We compare our results with some popular frameworks and official releases in terms of speed.
- 8 NVIDIA Tesla V100 (32G) GPUs
- Intel(R) Xeon(R) Gold 6146 CPU @ 3.20GHz
- Python 3.7
- PyTorch 1.4
- CUDA 10.1
- CUDNN 7.6.03
- NCCL 2.4.08
The time we measured is the average training time for an iteration, including data processing and model training.
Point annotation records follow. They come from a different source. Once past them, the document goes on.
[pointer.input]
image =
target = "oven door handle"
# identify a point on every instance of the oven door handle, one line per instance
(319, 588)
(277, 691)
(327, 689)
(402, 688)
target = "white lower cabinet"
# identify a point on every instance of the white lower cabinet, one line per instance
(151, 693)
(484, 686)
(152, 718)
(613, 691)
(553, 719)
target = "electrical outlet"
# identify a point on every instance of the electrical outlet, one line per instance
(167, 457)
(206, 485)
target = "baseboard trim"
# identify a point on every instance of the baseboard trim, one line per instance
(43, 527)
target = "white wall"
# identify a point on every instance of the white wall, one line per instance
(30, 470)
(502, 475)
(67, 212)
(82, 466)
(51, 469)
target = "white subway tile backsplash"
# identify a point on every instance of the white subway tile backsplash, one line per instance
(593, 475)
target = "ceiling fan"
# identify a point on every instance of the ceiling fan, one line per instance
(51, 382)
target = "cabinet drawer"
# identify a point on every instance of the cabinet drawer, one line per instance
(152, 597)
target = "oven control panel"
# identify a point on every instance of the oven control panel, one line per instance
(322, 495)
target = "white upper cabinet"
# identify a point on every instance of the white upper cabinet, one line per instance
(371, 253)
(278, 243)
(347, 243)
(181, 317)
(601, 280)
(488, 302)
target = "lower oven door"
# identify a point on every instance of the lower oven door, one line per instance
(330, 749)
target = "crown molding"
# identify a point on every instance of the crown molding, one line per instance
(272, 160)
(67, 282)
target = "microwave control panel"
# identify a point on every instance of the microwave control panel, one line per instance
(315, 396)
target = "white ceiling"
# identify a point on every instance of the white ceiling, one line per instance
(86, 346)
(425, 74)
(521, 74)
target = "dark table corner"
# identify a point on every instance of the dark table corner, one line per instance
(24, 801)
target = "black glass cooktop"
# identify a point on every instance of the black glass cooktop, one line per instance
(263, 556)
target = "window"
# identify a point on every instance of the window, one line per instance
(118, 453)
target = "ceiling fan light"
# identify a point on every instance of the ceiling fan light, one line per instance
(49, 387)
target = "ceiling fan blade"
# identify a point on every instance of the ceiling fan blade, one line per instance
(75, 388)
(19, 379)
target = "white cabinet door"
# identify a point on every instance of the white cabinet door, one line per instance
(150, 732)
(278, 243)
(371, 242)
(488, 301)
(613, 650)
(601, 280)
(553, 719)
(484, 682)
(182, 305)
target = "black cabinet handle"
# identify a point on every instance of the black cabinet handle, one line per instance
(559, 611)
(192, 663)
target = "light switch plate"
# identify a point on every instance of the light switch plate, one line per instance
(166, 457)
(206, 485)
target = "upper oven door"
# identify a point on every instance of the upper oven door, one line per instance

The training speed is measure with s/iter. The lower, the better. Note that we skip the first 50 iter times as they may contain the device warmup time.
Here we compare our MMAction2 repo with other video understanding toolboxes in the same data and model settings by the training time per iteration. Here, we use
- commit id 7f3490d(1/5/2020) of MMAction
- commit id 8d53d6f(5/5/2020) of Temporal-Shift-Module
- commit id 8299c98(7/7/2020) of PySlowFast
- commit id f13707f(12/12/2018) of BSN(boundary sensitive network)
- commit id 45d0514(17/10/2019) of BMN(boundary matching network)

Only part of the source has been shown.